14. The device for crushing cans of Claim 12, wherein said opening in each anvil (25, 26) is an elongated slot (39) with said spring member (29) mounted adjacent thereto, whereby crushed cans (120) stuck to said anvil (25, 26) will be pushed away therefrom.

15. The device for crushing cans of Claim 11, wherein said sliding rams (30, 31) have a boss (122) therein positioned for attaching said reciprocating cam (76) thereto in alignment to strike said cam follower (125) on said one can stop arm (75).

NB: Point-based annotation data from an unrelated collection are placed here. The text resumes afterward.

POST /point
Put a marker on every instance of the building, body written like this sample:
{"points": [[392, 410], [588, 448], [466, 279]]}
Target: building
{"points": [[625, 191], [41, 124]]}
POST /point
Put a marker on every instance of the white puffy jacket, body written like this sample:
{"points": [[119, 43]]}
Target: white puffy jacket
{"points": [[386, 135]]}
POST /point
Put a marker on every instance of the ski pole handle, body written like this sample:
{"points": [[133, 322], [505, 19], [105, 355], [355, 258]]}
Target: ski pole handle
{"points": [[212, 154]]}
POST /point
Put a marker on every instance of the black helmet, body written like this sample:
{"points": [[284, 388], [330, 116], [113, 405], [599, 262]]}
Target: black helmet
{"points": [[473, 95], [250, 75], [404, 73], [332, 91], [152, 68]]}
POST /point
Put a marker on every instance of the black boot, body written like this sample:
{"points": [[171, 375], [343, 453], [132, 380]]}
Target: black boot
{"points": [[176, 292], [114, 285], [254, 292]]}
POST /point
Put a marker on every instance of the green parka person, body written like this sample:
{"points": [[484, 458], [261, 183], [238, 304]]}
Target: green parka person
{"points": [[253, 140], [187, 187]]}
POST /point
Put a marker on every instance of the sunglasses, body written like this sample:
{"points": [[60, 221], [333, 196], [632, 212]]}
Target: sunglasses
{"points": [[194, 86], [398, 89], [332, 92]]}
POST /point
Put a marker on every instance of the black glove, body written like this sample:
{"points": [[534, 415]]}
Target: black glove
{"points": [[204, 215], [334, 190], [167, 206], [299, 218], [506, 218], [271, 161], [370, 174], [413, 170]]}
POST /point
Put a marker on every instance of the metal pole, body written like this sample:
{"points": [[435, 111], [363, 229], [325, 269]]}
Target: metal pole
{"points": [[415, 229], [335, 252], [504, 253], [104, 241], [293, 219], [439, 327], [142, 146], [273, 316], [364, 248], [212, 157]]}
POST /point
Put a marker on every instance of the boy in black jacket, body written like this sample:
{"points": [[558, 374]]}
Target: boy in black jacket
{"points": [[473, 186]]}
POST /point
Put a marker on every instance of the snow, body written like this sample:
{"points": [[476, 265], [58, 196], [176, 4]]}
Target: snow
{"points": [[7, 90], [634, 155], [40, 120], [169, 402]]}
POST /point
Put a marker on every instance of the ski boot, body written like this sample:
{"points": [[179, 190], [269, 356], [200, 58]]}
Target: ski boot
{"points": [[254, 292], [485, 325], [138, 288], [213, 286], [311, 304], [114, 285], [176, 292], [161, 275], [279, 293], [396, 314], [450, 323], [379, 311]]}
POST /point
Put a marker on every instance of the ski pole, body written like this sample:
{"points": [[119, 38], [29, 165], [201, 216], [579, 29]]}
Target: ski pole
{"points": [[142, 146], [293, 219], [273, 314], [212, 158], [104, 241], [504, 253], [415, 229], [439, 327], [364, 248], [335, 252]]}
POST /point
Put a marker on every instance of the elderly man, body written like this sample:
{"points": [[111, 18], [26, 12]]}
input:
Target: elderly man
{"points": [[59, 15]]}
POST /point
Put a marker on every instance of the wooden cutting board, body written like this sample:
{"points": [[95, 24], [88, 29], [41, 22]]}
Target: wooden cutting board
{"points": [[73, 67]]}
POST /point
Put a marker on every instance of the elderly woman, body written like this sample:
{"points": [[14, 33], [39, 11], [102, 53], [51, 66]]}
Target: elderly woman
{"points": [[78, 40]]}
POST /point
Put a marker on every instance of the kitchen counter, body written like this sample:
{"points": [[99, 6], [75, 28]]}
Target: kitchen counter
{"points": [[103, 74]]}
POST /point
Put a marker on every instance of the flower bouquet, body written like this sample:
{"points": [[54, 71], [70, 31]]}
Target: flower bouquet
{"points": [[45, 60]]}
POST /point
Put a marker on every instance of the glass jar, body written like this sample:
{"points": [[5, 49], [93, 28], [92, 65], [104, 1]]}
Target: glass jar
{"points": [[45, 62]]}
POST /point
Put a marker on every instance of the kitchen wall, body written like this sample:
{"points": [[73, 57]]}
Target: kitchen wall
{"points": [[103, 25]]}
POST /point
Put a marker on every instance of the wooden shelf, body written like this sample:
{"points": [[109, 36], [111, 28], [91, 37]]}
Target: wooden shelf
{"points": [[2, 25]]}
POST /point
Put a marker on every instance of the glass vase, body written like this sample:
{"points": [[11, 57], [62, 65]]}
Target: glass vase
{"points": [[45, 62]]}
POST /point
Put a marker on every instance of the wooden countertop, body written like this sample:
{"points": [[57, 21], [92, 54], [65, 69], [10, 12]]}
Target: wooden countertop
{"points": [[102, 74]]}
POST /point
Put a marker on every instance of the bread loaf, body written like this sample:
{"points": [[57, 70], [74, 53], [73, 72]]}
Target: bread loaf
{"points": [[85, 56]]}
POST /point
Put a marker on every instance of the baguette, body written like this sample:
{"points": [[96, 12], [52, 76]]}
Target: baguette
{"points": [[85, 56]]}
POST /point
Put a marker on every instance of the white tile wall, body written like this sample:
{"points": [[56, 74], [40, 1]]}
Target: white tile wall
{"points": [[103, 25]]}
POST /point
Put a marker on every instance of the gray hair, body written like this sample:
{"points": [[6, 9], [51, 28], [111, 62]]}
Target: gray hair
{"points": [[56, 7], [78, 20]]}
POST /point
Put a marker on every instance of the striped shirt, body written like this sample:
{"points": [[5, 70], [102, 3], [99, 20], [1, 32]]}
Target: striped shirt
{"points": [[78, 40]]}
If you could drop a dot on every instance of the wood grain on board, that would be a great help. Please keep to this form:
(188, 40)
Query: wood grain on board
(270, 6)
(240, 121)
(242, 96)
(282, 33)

16. The device for crushing cans of Claim 1 and further comprising a discharge chute (130) connected to said device (10) for receiving crushed cans being discharged therefrom, said discharge chute (130) having a main chute (130) for non-ferrous cans and a secondary chute (132) for ferrous cans; means (140) for directing ferrous cans from said main chute to said secondary chute (132); and actuation means for actuating said means (140) for directing ferrous cans to said secondary chute (132), said actuation means including at least one magnet operated switch (136) having a magnet (131) movably mounted to said main chute (130) and operatively connected to said switch (136), whereby a ferrous can will be captured by said magnet (131), thereby moving said magnet (131) and actuating said switch (136).

17. The device for crushing cans of Claim 16, wherein a movable wiper (140) is movably connected to said main chute (130) adjacent said secondary chute (132) for pushing ferrous cans into said secondary chute (132) when actuated.

18. The device for crushing cans of Claim 1 7, wherein said magnet actuated switch (136) actuates a solenoid (137) connected to said wiper (140) to drive a ferrous can into said secondary chute (132).

19. The device for crushing cans of Claim 18, wherein said wiper (140) is spring loaded to return said wiper (140) to a rest position when said wiper (140) is released by said solenoid (137).

20. The device for crushing cans of Claim 19, wherein said magnet (131) is attached to an arm (133) pivotably attached to said main chute (130) and said pivotable arm (133) has one contact (135) of said switch (136) attached thereto whereby rocking said arm (133) will actuate said switch (136).

21. The device for crushing cans of Claim 20, wherein said magnet (131) attached to said arm (133) is held slightly spaced from said main chute (130) and is drawn against the bottom of said main chute (130) responsive to a ferrous can sliding on said main chute (130).